La lecture du Coran, telle qu’elle est faite par le sunnisme, largement le plus répandu, justifie ces mouvements ; en revanche, tous les gouvernements des pays musulmans cherchent par nécessité à concilier les contraintes de la religion avec celles du monde moderne. En particulier, ils ont conscience de ne pouvoir espérer un développement économique avec des citoyens dont la formation est exclusivement religieuse. Or, en toute rigueur, s’ouvrir à ce qui existe en dehors de l’Islam est déjà une contamination.
On aboutit donc, au sein du monde musulman, à un véritable clivage entre ceux qui ne connaissent que le Coran et ceux de formation « laïque », c’est-à-dire non religieuse, pour lesquels la religion n’est pas le centre de l’existence, même s’ils sont d’excellents croyants.
Il faut dire aussi que l’étude du Coran seul n’apporte pas aux musulmans beaucoup d’informations sur la situation présente de l’Islam et sur
qui les divise :
les maîtres qui enseignent le Coran n’insistent généralement que sur leur interprétation personnelle et passent volontiers les autres sous silence.
Tout se passe donc comme si l’Islam, sous son extraordinaire unité de façade, était morcelé en autant de tendances qu’il y a de prêcheurs dans les mosquées. Aucune autorité n’a assez d’influence pour apporter de la cohérence dans les différentes lectures du Coran qui reflètent autant d’intérêts et de passions particulières.
Cette véritable cacophonie, encore une fois cachée sous l’appellation générale d’Islam, transparaît surtout dans le domaine politique, là où les intérêts peuvent être particulièrement divergents.
Ce qui paraît étonnant, c’est qu’une telle situation n’ait pas encore conduit à un éclatement plus évident. La raison en est peut-être dans le Coran lui-même : aucune pensée ne s’exprime dans le monde musulman sans s’y référer. Les antagonismes, même les plus radicaux, donnent ainsi l’impression de provenir de la même source, ce qui, bien entendu, ne trompe que les masses.
Combien de temps cette situation pourra-t-elle durer? Pourtant rien ne s’opposerait à faire une lecture du Coran qui tienne mieux compte de la réalité du monde : on n’en déduit plus que la Terre est plate comme on le faisait jadis et pourtant le Coran est resté identique à lui-même. Puisque le Coran est la parole de Dieu, il est sûrement possible de le lire de telle sorte qu’il ne conduise pas à une impasse. Peut-être la notion de Umma, la communauté des croyants, devrait-elle être prise dans un sens plus spiritualiste et moins politique. C’est la tendance du soufisme qui est, à vrai dire, fort mal admise par la majorité des musulmans, sunnites ou chiites.

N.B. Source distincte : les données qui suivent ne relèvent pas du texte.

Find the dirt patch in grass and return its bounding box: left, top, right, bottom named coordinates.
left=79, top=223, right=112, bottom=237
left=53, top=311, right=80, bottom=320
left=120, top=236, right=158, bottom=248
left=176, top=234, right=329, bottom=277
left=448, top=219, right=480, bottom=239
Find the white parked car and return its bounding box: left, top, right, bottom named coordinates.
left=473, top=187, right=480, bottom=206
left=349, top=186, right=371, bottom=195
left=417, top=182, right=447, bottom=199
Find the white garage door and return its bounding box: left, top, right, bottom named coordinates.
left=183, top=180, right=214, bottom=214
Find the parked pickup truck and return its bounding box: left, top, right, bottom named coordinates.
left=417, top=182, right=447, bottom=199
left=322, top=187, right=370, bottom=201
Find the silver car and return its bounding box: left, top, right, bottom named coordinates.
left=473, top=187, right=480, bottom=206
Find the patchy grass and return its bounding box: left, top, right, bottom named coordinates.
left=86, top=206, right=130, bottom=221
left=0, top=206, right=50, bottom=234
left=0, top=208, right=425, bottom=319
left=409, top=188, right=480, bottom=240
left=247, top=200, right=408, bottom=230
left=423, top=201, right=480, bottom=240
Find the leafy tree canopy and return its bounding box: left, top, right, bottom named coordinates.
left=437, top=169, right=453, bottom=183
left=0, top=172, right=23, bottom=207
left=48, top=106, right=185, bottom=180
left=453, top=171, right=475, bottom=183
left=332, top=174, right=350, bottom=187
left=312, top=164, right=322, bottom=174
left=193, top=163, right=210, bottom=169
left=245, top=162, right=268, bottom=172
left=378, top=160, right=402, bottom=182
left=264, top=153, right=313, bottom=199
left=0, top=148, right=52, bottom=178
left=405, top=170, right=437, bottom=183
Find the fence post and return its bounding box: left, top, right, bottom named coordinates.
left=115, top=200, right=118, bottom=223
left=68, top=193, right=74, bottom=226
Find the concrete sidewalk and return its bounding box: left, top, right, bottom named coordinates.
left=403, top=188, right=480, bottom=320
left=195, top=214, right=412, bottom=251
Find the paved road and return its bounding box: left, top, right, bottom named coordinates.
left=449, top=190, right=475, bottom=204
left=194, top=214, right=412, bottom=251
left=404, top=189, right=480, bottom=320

Il a d’ailleurs existé dans l’Histoire bien d’autres courants de pensée qui s’affirmaient musulmans et ont disparu avec leurs théories erronées, tels ces kharidjites qui affirmaient que le Coran était une révélation destinée aux seuls Arabes.
C’est évidemment aux musulmans de juger eux-mêmes de ce qui leur convient’. Déjà cependant nombre d’entre eux se posent des questions sur la façon d’éviter les risques d’un blocage de leur société. Ils sont conscients de ce que la société technique des pays industrialisés, produit de la doctrine libérale et d’un vieux fonds judéochrétien, n’est pas sans attraits pour certaines couches de la population musulmane tout en étant aussi un objet de répulsion parce qu’elle n’est pas islamique.
Il est compréhensible que les musulmans qui ne bénéficient pas des avantages de la société industrielle se révoltent et cherchent dans un Islam plus pur la justice et le bonheur auxquels ils aspirent. On peut cependant craindre que les musulmans ne réussissent pas à définir cette société idéale sans une analyse historique de l’économie et des rapports de force du monde actuel, analyse bien difficile à faire sans une lecture du Coran différente de la lecture traditionnelle. A cet égard, l’Islam attend peut-être son protestantisme l.